I think it is important to keep "Message header data is converted to
[UTF-8] for comparison".  Of course implementations must obey the grammar,
no matter how it looks like, so that part seems unneeded.

I thought -09 said that on headers, but I was wrong.  But there's something
else, while I am reading 2.4.2.2 (just nitpicking):

s/synactically/syntactically/

   Headers are a subset of strings.  In the Internet Message
   Specification [IMAIL], each header line is allowed to have whitespace
   nearly anywhere in the line, including after the field name and
   before the subsequent colon.  Extra spaces between the header name
   and the ":" in a header field are ignored.

If you think it's really just nitpicking, just forget about my
suggestion:

   Header field names are a subset of strings.  The obsolete header
   field syntax from [IMAIL], section 4.5, must be implemented,
   matching a header with white space between the field name and the
   subsequent colon.

But: Can a Sieve header contain trailing white space that is being
ignored, too? Like "from   "? 

Sorry I bring this up so late, never thought about it before.

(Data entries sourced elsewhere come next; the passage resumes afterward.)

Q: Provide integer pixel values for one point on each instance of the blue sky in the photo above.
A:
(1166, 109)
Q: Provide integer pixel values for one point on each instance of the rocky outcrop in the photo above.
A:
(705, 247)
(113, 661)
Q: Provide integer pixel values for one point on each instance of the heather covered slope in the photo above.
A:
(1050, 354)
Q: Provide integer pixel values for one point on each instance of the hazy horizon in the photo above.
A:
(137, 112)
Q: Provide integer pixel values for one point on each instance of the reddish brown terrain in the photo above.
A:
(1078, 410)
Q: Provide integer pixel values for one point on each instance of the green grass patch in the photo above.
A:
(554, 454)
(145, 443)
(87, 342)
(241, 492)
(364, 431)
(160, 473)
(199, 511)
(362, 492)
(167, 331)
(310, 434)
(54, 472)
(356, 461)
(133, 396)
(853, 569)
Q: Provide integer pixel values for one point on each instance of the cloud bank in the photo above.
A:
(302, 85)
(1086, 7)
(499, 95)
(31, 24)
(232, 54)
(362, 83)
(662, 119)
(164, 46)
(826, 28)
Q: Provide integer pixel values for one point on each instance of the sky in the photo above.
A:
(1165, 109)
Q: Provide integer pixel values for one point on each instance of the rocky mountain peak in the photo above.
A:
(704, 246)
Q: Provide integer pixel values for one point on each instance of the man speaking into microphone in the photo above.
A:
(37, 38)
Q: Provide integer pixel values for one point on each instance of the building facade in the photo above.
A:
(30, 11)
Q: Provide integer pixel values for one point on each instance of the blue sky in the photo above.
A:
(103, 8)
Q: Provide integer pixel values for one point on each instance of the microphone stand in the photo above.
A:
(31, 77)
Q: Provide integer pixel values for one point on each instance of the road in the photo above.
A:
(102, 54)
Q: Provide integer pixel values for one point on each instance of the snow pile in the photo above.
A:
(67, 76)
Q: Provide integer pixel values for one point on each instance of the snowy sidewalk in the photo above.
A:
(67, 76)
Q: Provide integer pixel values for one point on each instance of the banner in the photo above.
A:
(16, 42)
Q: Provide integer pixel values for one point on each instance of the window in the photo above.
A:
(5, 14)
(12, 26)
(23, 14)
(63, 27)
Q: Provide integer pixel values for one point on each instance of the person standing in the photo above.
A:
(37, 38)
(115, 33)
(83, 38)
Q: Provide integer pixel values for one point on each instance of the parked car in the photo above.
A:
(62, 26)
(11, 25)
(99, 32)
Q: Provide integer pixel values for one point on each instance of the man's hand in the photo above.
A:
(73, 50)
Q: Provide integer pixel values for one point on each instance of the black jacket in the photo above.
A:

I think the rough consensus on this issue around Montreal IETF was not 
to break existing implementations (which accept arbitrary octets).
I believe the existing -09 text represents this rough consensus.


That is correct, there was agreement not to word things that those
implementations DO violate the standard, but also not to word things in
a way that encourages to repeat their behaviour.

Personally, I think I would agree with your proposal 6 months after 
3028bis is published, when we try to move 3028bis RFC to Draft status 
and if your octet encoding extension is deployed.


Sounds good to me.  Once there is a draft on that extension, I will
certainly implement it in Exim.

Michael